The term “break your heart” that your father used could mean different things. Please clarify what he meant. Did he mean your heart would be broken by that Commando, any Commando, any Norton, any British bike, or any high-performance motorcycle? Did he suggest that you buy a different brand and model of motorcycle and were his bikes used as primary vehicles?

About your Commando. Why must you have “mechanical experience” or your “own workshop” to drive a Commando? Are there no motorcycle repair places in England that are competent to service a Norton? We still have them in Canada and any owner can choose to have all the work done there if that is what they want.
He meant that it and other British bikes of the early 70s would have been too demanding for me because I didn't have the know-how to maintain it after having started out on bikes a year or two beforehand. Yes, my Dad had bikes as his primary transport, but it was before WW2 and he was living in London. Totally different scene.

England had plenty of repair places but I live in Ireland, although I was at school In England for a while. Sorry if my account was confusing. There were no Norton dealers in Ireland at that time and any genuine spares had to come from England. Dealers didn't want to know about British bikes and almost everyone rode Japanese.
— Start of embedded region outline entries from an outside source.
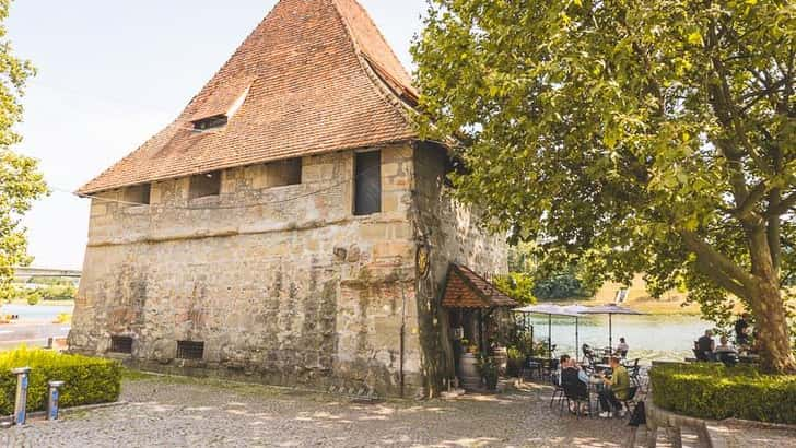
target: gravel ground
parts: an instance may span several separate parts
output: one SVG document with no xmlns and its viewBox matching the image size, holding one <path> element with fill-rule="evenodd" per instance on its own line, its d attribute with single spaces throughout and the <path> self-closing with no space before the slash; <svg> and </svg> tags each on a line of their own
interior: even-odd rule
<svg viewBox="0 0 796 448">
<path fill-rule="evenodd" d="M 215 380 L 126 380 L 129 404 L 0 429 L 2 447 L 623 447 L 619 420 L 559 416 L 551 390 L 358 404 Z"/>
</svg>

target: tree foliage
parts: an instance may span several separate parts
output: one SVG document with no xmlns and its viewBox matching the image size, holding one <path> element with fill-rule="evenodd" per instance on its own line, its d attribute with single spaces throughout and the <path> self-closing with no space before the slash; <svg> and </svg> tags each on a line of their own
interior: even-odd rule
<svg viewBox="0 0 796 448">
<path fill-rule="evenodd" d="M 459 198 L 542 263 L 684 284 L 709 316 L 734 295 L 793 370 L 795 35 L 783 0 L 431 0 L 421 129 L 455 137 Z"/>
<path fill-rule="evenodd" d="M 35 71 L 31 62 L 12 52 L 4 26 L 9 7 L 10 0 L 0 0 L 0 297 L 5 298 L 13 267 L 31 261 L 22 215 L 47 192 L 36 161 L 11 151 L 21 141 L 13 129 L 22 119 L 20 97 L 25 80 Z"/>
<path fill-rule="evenodd" d="M 594 293 L 577 279 L 572 270 L 545 275 L 534 285 L 534 296 L 542 300 L 586 298 L 592 297 Z"/>
<path fill-rule="evenodd" d="M 524 272 L 511 272 L 494 279 L 497 288 L 523 305 L 536 303 L 534 279 Z"/>
</svg>

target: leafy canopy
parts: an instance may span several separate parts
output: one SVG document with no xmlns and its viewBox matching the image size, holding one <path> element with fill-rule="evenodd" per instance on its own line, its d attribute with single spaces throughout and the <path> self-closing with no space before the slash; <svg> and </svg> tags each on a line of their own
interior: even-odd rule
<svg viewBox="0 0 796 448">
<path fill-rule="evenodd" d="M 750 247 L 796 268 L 795 34 L 789 1 L 431 0 L 421 128 L 456 135 L 459 198 L 545 262 L 646 272 L 726 318 L 765 278 Z"/>
<path fill-rule="evenodd" d="M 9 7 L 10 0 L 0 0 L 0 298 L 8 298 L 12 291 L 12 268 L 31 261 L 21 217 L 47 192 L 36 161 L 10 149 L 21 141 L 13 127 L 22 119 L 20 96 L 25 80 L 35 71 L 31 62 L 12 54 L 4 26 Z"/>
</svg>

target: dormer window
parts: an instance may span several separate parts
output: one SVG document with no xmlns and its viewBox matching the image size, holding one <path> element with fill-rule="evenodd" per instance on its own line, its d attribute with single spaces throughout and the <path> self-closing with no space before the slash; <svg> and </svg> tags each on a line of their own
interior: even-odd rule
<svg viewBox="0 0 796 448">
<path fill-rule="evenodd" d="M 194 114 L 194 130 L 202 132 L 223 128 L 246 102 L 251 80 L 239 80 L 236 83 L 219 86 Z"/>
<path fill-rule="evenodd" d="M 190 177 L 188 198 L 194 200 L 221 194 L 221 172 L 197 174 Z"/>
<path fill-rule="evenodd" d="M 227 118 L 225 115 L 216 115 L 214 117 L 202 118 L 194 121 L 194 129 L 197 131 L 207 131 L 209 129 L 223 128 L 226 126 Z"/>
</svg>

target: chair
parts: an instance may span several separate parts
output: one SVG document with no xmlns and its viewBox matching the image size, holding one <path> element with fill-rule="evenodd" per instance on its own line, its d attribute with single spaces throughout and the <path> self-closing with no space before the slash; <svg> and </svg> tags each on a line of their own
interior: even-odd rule
<svg viewBox="0 0 796 448">
<path fill-rule="evenodd" d="M 564 396 L 564 388 L 561 386 L 561 380 L 558 379 L 555 376 L 552 377 L 553 387 L 553 397 L 550 399 L 550 409 L 553 409 L 553 403 L 555 402 L 555 399 L 559 399 L 559 402 L 563 401 Z"/>
<path fill-rule="evenodd" d="M 541 362 L 536 357 L 528 356 L 525 358 L 525 366 L 519 375 L 523 378 L 527 376 L 528 379 L 531 379 L 535 373 L 538 378 L 541 378 Z"/>
<path fill-rule="evenodd" d="M 541 369 L 548 376 L 552 376 L 552 374 L 559 369 L 559 359 L 541 359 Z"/>
<path fill-rule="evenodd" d="M 738 364 L 738 354 L 735 352 L 718 352 L 716 353 L 716 361 L 727 367 L 734 367 Z"/>
<path fill-rule="evenodd" d="M 633 359 L 633 364 L 628 365 L 628 376 L 630 376 L 630 381 L 633 382 L 635 386 L 641 385 L 641 366 L 639 365 L 640 358 Z"/>
<path fill-rule="evenodd" d="M 566 399 L 566 408 L 571 409 L 572 404 L 575 405 L 575 415 L 581 418 L 581 404 L 587 403 L 589 412 L 592 411 L 592 401 L 588 398 L 588 386 L 585 382 L 577 379 L 577 372 L 574 376 L 564 376 L 562 378 L 562 387 L 564 389 L 564 398 Z M 559 414 L 563 413 L 564 400 L 561 400 L 559 408 Z"/>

You don't have to have mechanical experience or your own workshop to ride a Commando, but it sure helps! Just look at the posts on this forum. I have a friend with several classic bikes and he is unable to do some of the work himself, in which case the bike stays in the shed until one of us has the time to sort it; it could be months. The few bike shops that could service a Commando or any other British classic don't want to and there is no-one outside that small circle that I would trust. If you want to keep these machines on the road over here, you try to be as self-sufficient as possible.
If thats the case there seems to be a good opportunity for someone to open a shop specialising in Brit bikes over there?